Improvements to the quality and accuracy of data collected and used to facilitate mail order, telephone order, recurring payments, one-time card on file and card present key entry payments may help further mitigate payments risk. Participants who collect, process, or authorize transactional data play an important role in ensuring the accuracy of data submitted. This includes ensuring that hardware and software are properly configured. Participants may use this information as part of their authentication decision process, making accuracy an important priority.

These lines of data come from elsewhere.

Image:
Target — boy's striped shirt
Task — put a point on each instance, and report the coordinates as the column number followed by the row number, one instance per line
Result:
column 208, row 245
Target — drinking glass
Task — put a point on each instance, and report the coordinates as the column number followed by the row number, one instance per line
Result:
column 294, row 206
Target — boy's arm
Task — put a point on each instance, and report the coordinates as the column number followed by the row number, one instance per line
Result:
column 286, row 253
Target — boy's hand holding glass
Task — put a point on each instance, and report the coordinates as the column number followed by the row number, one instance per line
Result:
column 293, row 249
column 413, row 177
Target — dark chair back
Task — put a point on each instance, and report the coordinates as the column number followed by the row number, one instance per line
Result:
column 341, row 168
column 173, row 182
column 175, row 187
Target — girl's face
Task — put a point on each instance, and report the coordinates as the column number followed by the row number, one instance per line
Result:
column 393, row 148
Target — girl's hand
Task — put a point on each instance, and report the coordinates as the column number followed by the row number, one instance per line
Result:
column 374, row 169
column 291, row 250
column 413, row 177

Greater focus on development and adoption of risk-based cybersecurity rules, frameworks and open standards could enhance security.
Last Updated: 02/21/2018
1Card Verification Values: Card Verification Values represent data elements that are (1) encoded on the magnetic stripe or the chip of a payment card; or (2) printed on the physical payment card and are used to validate the card information during the transaction authorization process. Card Verification Values encoded on the magnetic stripe (e.g. CAV, CVV, CVC, CSC) or on the chip (e.g. dCVV, iCVV) are generated via a secure cryptographic process and may be static or dynamic data used to validate the card during the authorization process. Card Verification Values printed on the physical card (e.g. CID, CAV2, CVC2, CVV2) may be three-digit or four-digit codes printed on the front or back of the physical card that are uniquely associated with the physical card and ties the primary account number to the physical card. Note: Payment network rules and the Payment Card Industry (PCI) Security Standards Council provide additional definitions of Card Verification Values.